И что такое, в конце концов, это самое Признание - словцо нашей профессии, заветная цель, к которой якобы стремится с притворной скромностью каждый неумелый борзописец? Зачем к нему стремиться? И почему нельзя прожить и без него? Нам только кажется, что мы о нем мечтаем. "Он пренебрег своим талантом, он разменял на однодневки свой талант и время, которые, возможно, породили бы шедевры" - вот суть того биографического очерка, который написал сэр Бульвер Литтон {22} о нашем дорогом друге и коллеге Лэмене Блэнчерде, скончавшемся при грустных обстоятельствах год тому назад.
Мне неизвестно ничего бесцельнее и вздорнее нелепого обыкновения, введенного некоторыми литераторами, считать за пробный камень дружбы комплименты их творениям. Довольно вам обмолвиться, что такая-то картина не удалась, такое-то стихотворение слабо, или такая-то статья бессодержательна, и среди наших авторов и живописцев немедленно отыщутся такие, которые запишут вас в недоброжелатели или сочтут faux-frere {лжебрат (фр.).}. Что общего между вашим другом и его произведением?
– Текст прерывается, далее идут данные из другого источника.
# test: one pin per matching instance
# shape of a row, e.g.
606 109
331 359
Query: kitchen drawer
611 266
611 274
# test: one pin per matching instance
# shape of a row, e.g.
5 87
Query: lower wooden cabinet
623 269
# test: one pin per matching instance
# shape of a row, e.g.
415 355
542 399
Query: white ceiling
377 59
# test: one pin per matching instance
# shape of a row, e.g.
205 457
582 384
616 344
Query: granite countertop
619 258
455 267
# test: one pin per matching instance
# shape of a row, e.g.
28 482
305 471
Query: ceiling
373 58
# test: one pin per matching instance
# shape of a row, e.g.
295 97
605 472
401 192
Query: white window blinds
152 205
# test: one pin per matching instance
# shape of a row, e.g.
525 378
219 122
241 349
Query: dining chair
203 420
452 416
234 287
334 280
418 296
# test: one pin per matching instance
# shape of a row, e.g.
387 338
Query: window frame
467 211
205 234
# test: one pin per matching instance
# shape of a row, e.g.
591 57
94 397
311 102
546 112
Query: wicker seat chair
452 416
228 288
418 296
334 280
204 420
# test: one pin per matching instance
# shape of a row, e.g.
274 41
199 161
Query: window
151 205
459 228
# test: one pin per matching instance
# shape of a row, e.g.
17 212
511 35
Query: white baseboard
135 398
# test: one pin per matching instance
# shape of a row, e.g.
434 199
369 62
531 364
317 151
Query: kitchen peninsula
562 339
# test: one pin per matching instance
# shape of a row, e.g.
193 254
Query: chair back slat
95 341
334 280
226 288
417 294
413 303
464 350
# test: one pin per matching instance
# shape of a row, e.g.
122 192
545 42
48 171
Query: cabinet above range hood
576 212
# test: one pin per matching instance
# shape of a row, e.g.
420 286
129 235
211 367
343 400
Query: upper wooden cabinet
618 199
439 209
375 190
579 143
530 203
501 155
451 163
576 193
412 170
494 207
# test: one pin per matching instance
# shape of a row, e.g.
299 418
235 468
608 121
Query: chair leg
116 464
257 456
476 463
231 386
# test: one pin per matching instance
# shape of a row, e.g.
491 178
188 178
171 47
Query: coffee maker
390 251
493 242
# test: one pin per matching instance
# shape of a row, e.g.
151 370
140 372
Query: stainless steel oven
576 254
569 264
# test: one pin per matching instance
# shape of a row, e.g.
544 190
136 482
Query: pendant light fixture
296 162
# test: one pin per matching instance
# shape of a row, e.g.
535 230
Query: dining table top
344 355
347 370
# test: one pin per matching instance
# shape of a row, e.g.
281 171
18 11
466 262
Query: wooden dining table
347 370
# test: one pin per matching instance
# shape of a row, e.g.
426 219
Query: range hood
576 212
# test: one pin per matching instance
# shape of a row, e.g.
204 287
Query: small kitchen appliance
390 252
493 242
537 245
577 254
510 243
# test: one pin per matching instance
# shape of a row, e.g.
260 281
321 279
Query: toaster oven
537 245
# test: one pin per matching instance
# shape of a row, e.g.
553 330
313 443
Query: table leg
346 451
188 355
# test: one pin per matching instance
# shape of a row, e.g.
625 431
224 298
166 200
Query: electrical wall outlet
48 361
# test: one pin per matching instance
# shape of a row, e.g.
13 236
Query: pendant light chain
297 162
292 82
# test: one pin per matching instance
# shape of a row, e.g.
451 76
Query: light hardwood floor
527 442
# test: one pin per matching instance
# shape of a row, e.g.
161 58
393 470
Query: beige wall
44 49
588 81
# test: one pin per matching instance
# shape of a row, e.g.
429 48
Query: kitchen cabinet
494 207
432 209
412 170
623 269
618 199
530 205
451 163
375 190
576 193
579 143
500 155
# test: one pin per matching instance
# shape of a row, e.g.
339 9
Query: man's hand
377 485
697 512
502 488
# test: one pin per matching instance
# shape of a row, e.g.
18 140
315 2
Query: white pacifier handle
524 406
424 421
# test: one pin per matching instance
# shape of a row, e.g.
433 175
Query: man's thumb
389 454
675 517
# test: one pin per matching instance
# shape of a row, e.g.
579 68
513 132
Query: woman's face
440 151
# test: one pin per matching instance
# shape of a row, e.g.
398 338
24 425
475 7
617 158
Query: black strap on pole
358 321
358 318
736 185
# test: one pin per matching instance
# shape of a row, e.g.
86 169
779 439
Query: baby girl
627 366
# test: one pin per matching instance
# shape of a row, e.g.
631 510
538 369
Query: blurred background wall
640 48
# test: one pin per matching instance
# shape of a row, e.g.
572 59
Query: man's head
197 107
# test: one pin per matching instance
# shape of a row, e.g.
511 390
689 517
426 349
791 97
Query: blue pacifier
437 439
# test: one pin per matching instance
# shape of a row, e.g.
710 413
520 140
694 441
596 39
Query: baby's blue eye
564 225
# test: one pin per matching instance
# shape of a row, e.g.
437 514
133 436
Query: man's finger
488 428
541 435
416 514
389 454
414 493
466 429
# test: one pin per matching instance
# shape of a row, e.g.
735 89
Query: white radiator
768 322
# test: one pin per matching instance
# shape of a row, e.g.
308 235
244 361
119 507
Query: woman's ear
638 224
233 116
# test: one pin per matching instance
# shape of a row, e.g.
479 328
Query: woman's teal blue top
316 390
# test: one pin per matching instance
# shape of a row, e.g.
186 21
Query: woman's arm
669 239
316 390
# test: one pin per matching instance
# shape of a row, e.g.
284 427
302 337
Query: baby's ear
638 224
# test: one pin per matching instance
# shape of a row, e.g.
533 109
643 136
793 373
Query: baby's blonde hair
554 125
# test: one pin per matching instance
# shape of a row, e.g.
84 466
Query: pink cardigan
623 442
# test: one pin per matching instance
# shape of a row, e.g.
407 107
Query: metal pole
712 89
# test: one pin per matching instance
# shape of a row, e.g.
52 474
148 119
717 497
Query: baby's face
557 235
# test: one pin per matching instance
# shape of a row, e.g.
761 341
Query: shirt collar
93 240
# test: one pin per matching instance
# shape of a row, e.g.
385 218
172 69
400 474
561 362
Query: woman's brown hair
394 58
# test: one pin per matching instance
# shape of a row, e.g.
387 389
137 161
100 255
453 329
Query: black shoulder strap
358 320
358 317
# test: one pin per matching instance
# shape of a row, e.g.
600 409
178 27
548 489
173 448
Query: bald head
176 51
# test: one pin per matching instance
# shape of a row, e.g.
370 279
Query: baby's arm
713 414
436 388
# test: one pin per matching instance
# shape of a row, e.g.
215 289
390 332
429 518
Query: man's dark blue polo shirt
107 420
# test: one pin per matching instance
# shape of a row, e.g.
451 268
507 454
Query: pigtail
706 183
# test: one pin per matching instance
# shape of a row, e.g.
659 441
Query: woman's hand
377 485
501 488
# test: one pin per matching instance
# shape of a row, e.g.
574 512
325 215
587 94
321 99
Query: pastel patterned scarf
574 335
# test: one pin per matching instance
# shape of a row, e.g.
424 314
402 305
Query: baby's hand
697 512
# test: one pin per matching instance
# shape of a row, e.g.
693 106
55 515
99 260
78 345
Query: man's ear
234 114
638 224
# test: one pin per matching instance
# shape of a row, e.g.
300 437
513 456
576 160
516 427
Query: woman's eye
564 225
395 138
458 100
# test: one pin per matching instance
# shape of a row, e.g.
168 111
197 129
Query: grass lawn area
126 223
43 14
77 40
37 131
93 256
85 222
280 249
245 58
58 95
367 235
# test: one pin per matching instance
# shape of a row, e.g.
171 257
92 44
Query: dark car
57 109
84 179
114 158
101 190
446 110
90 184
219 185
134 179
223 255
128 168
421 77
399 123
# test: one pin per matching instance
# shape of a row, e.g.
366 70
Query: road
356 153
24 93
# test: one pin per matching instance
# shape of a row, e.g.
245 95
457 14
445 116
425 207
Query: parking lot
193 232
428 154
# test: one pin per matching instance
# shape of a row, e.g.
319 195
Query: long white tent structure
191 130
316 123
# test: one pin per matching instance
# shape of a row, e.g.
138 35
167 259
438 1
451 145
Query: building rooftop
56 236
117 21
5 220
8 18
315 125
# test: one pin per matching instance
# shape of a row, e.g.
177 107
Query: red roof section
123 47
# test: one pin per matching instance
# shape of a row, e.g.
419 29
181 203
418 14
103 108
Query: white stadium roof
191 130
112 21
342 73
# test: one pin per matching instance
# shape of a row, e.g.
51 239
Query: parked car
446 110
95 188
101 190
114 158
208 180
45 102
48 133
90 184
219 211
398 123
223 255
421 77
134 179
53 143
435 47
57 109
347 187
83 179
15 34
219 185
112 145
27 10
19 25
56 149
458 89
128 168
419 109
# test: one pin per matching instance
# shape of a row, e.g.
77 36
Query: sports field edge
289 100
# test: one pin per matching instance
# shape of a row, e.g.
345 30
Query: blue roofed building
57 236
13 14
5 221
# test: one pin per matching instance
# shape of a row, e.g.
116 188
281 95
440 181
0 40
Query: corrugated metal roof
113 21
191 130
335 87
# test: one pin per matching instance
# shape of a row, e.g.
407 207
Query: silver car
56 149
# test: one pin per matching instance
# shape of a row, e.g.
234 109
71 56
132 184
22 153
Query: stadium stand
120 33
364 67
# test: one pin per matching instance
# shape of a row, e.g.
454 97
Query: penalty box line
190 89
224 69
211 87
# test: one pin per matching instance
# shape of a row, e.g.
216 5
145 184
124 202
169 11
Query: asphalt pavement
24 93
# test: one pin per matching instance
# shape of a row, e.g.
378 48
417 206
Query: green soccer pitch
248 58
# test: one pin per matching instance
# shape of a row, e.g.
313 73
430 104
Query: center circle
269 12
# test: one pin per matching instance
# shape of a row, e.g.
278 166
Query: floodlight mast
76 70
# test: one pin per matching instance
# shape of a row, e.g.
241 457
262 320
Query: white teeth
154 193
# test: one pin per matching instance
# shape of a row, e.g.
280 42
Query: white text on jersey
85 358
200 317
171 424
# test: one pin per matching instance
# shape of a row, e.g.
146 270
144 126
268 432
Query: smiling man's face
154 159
Когда картина или статья закончена и передана в руки публике, она принадлежит последней, а не автору, и следует ценить ее на основании ее собственных достоинств, и потому - не истолкуйте меня ложно - я сомневаюсь в правоте сэра Бульвера Литтона, когда он утверждает, что Блэнчерд, имей он полную свободу и благоприятные условия, должно быть, написал бы нечто первоклассное. На мой взгляд, его образование и навыки, его живой и легкий слог, его искрящаяся, затаенная шутливость, неизбывная нежность и ослепительная веселость нрава лучше всего пришлись к тому, чем он и занимался. Как бы то ни было, он подчинялся долгу, много более непреложному, чем работа над гадательными шедеврами, - кормить свою семью. И нужно быть поистине Великим Человеком, чтобы позволить себе пренебречь подобной осмотрительностью.
Три тома его очерков, приятных, зачастую и блестящих, не дают понятия ни о даре автора, ни о его манере говорить, которая, как кажется, была стократ милее. Словно у доброй сказочной крошки, из уст его сыпались бриллианты и рубины. Его остроумию, всегда игривому и искрометному в собрании друзей, присуще было замечательное свойство: оно никогда никого не задевало. У него был редчайший дар - замечать в людях хорошее; рассказывая о таких открытиях, кроткий маленький человечек начинал сиять, воспламенялся, впадал в преувеличения с самым неотразимым пылом. О добрых делах других людей, чужих удачных шутках, полюбившихся стихах друзей он говорил с неизменной нежностью, где бы они ему ни встретились и где бы о них ни заходила речь; в беседе он поигрывал, жонглировал словами, и, наконец, пускал по кругу, словно чашу, подобно несравненной мисс Слоубой, вручавшей всем младенца в последней "Рождественской песне". Но лучше остроты его речей была их доброта. Он радовался от души и щебетал над рюмкой с заразительной веселостью. Гостеприимство его было чарующим, в нем ощущалось что-то восхитительно живое, простое и теплое. А как он заливался смехом! Как много славных, дружеских картин мелькает в памяти, когда я вывожу сейчас эти слова! Я будто слышу его веселый, звонкий смех и вижу его насмешливое, доброе, улыбчивое еврейское лицо, соединявшее черты Вольтера с Мендельсоном.